Together, Brown and Barker are compiling a large dataset that will track nutrient, toxin, chlorophyll and genomic data that aims to provide a more comprehensive view of the entire bacterial community, which then could serve as a launching point for future researchers who would not have re-collect massive amounts of data.

“It’s nice when you have a bigger picture,” Barker said. “When you can go into it saying, ‘We know this toxin is here or this species is here, and these are the environmental conditions,’ you can start to paint a bigger picture of what might cause different conditions, whether they be toxic or not.”

Stepping Up

As a graduate student at BGSU, Wagner’s research focused on fungal parasites, which he will continue in Kenya by looking for their presence in Lake Victoria.

Wagner will also be searching for the presence of viruses in Lake Victoria, which played a large role in the 2014 Lake Erie bloom. Though Kenya has significant climate differences when compared to the Lake Erie watershed, the bacterial communities in the two bodies of water are comparable.

Wagner said the study into fungal parasites is an under-researched topic, and that the presence of certain viruses may trigger the release of toxins from cyanobacteria, which northwestern Ohio experienced eight years ago.

“It’s similar to what happened to the Toledo water crisis, which was a viral lysing event,” Wagner said. “Viruses lysed open the cyanobacteria cells, which released toxins and caused the drinking water crisis, and Lake Victoria has very similar communities.
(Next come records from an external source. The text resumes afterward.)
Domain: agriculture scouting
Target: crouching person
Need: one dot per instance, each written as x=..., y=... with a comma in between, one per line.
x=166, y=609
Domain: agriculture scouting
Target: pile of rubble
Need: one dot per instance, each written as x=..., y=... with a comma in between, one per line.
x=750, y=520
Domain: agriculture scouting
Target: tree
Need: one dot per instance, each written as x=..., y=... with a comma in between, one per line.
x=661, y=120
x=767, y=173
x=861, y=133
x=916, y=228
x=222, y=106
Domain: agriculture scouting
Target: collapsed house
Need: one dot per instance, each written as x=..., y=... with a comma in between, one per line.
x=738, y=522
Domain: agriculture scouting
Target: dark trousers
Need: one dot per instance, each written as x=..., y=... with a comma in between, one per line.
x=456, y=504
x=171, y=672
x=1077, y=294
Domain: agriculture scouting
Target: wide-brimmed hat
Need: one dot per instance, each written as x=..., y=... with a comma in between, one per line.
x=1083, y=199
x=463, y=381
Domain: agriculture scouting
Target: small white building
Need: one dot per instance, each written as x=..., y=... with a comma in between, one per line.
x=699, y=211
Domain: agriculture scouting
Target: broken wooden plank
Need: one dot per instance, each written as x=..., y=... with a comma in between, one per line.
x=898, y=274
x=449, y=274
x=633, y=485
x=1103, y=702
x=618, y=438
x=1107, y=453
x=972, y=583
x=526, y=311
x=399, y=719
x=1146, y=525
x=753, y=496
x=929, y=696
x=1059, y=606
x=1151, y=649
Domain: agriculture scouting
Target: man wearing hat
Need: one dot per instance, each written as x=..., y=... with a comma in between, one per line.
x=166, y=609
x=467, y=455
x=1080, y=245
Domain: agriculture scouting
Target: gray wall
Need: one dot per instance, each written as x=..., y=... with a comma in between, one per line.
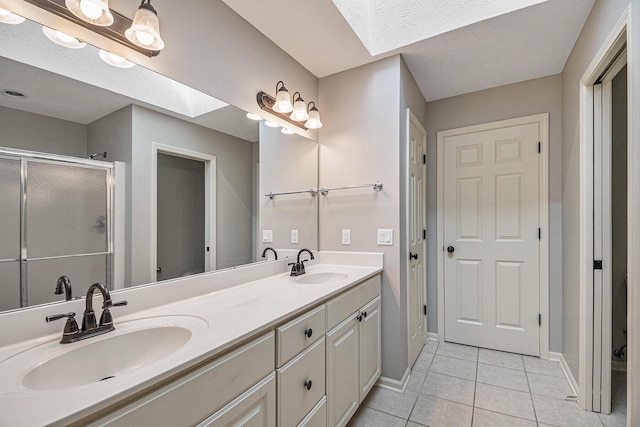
x=505, y=102
x=603, y=17
x=619, y=210
x=28, y=131
x=364, y=112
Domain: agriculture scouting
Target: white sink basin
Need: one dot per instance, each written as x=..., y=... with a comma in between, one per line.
x=133, y=345
x=320, y=277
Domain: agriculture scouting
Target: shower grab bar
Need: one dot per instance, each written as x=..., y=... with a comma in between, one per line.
x=312, y=191
x=377, y=186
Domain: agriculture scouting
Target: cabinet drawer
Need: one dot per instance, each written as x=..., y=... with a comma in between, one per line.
x=348, y=303
x=193, y=397
x=317, y=417
x=255, y=407
x=293, y=337
x=295, y=399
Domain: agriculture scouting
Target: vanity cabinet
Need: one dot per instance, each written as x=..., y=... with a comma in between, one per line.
x=353, y=351
x=196, y=395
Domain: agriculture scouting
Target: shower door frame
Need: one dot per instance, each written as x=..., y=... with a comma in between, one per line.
x=23, y=156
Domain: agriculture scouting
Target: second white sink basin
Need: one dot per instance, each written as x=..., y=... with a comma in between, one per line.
x=133, y=345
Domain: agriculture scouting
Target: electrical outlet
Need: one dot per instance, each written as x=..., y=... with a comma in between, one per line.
x=346, y=237
x=385, y=237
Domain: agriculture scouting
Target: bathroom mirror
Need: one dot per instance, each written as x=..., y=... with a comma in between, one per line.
x=76, y=106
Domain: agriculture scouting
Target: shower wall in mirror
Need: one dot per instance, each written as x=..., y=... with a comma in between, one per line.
x=78, y=106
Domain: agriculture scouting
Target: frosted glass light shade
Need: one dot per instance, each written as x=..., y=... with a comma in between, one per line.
x=62, y=39
x=314, y=119
x=95, y=12
x=299, y=113
x=7, y=17
x=283, y=102
x=145, y=30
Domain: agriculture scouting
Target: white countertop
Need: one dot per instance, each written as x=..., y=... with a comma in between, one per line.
x=230, y=316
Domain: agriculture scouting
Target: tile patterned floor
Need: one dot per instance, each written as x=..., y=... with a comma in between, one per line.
x=456, y=385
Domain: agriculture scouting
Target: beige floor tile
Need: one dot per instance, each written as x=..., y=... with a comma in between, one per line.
x=445, y=387
x=503, y=377
x=482, y=418
x=431, y=411
x=454, y=367
x=563, y=413
x=458, y=351
x=500, y=358
x=505, y=401
x=546, y=385
x=391, y=402
x=367, y=417
x=544, y=367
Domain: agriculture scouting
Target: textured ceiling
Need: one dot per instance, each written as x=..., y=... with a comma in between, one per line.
x=506, y=48
x=75, y=85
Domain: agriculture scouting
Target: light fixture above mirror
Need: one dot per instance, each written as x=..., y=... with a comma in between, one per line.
x=145, y=26
x=303, y=116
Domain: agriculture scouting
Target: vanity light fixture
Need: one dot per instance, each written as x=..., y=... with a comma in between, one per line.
x=299, y=113
x=95, y=12
x=8, y=17
x=115, y=60
x=314, y=117
x=283, y=102
x=62, y=39
x=303, y=116
x=253, y=116
x=145, y=29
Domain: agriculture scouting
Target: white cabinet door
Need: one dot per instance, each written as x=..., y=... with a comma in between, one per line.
x=343, y=361
x=370, y=349
x=254, y=408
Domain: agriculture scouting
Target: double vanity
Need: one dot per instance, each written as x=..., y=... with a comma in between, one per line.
x=247, y=346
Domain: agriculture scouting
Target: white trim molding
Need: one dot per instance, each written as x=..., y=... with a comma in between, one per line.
x=543, y=214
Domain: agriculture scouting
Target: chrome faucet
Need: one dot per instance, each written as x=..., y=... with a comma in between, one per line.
x=90, y=327
x=264, y=253
x=297, y=268
x=64, y=282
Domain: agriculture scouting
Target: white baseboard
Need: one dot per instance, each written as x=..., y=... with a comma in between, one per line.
x=395, y=385
x=567, y=372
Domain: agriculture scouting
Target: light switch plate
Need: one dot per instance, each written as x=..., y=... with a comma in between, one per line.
x=346, y=237
x=385, y=237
I’m going to be looking for the presence of viruses and seeing if that has an effect on the communities and toxin production there.”

Advancing Public Good

Though researchers know that nutrient excesses cause blooms, there is not much existing research in algal genotypes as it relates to their toxicity.
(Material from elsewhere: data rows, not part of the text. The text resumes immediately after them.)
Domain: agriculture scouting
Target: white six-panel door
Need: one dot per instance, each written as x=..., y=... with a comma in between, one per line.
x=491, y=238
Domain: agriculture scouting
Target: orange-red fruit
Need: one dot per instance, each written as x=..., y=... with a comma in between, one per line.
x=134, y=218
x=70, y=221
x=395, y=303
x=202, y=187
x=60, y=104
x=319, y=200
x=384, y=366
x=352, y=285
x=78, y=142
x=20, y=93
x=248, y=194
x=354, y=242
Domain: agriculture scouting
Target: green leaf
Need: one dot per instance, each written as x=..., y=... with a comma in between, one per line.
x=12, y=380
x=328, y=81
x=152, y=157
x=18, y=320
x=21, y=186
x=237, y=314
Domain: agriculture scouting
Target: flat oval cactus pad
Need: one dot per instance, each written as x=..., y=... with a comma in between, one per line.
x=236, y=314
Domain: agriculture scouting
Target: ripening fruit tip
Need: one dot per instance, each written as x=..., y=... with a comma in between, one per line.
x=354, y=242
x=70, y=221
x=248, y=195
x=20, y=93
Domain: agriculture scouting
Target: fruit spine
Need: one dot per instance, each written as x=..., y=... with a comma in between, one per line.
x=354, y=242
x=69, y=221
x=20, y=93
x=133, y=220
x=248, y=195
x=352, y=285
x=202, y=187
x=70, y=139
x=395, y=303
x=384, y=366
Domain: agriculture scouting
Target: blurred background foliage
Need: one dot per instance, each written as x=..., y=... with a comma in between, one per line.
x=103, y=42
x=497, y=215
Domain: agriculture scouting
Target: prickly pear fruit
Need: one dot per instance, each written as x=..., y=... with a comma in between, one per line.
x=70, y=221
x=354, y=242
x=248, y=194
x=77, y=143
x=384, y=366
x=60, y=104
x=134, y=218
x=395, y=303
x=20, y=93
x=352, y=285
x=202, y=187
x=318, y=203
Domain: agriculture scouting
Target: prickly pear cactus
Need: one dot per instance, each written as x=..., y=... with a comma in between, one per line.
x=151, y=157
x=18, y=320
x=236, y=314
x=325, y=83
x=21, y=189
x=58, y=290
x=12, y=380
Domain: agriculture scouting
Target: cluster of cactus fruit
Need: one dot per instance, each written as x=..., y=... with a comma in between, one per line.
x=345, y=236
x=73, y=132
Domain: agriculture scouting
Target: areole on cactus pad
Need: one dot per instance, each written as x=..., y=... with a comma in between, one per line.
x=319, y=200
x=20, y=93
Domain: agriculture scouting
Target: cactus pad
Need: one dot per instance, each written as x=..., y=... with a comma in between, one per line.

In Lake Victoria, Brown will be studying DNA and RNA data to explore how bacterial communities function, which could give researchers a better understanding of when toxins are likely to be made.

“With the genomic data, I’m also going to look at the DNA composition of the community, so I’m going to be looking for toxin-related genes that signal toxins could be made at any point, even if they’re not there at the moment,” Brown said. “When we do a lot of this sequencing, we’re going to come up with bacteria other than cyanobacteria, and we can look into how the community functions as a whole.”
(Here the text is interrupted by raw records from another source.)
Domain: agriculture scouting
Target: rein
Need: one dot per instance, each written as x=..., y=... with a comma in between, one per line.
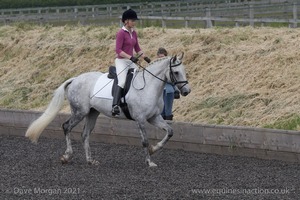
x=172, y=76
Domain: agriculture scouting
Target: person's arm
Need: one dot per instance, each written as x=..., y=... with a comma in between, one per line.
x=119, y=43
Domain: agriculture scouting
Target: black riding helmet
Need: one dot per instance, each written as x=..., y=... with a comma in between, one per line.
x=129, y=14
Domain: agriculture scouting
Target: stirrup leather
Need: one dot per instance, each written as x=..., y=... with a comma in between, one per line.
x=115, y=110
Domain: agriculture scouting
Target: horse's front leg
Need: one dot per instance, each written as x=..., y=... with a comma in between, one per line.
x=90, y=122
x=158, y=121
x=145, y=144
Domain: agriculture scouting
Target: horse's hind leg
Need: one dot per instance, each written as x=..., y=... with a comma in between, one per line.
x=158, y=121
x=145, y=144
x=90, y=122
x=67, y=127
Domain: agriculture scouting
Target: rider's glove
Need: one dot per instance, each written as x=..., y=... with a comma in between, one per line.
x=134, y=59
x=147, y=59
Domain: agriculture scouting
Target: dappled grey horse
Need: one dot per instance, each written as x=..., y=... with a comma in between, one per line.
x=144, y=100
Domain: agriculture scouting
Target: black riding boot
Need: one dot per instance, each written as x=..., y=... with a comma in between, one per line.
x=170, y=117
x=116, y=101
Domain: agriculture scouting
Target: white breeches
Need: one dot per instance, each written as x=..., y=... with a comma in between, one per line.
x=122, y=66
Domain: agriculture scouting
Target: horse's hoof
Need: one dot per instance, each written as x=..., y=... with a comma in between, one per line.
x=93, y=162
x=152, y=164
x=64, y=160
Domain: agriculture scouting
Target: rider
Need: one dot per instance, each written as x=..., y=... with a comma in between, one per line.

Additionally, she will be taking samples for another research project that deals with detection. Brown is in the process of developing portable, easy-to-use infield technology that can do semi-quantitative counts of common types of cyanobacteria.

The massive amount of data collected in Kenya will provide more information about overall algal community composition, which could lead to sharper detection methods.

“We’re going to connect all these dots and look at what in the composition is connected to toxins, any gene data, and then I’m going to use that to build out my dataset in terms of the portable technology I’m developing as well,” Brown said. “Hopefully, there will be a really low-detection limit where we can catch blooms before they become a problem.”

Collaboration will also be a key part of the journey, as the BGSU team will work closely with researchers from Kisii University in Kenya as well as a North American cohort of researchers contributing to a topic that impacts everyone.

Though the research is a world away from Lake Erie, Lake Victoria’s common issue has the full attention of the BGSU team.

“From bloom dynamics, Lake Erie and Lake Victoria are very similar,” Wagner said. “They have very similar communities despite being in fairly different climates, so we’re looking at both climates to see what differences and similarities there are, and also working with other groups on the science of blooms. “There is basically no research on Lake Victoria, and it’s clearly an issue that they’re having, so that’s where we’re trying to help.”

This article was submitted to WF&M by BGSU.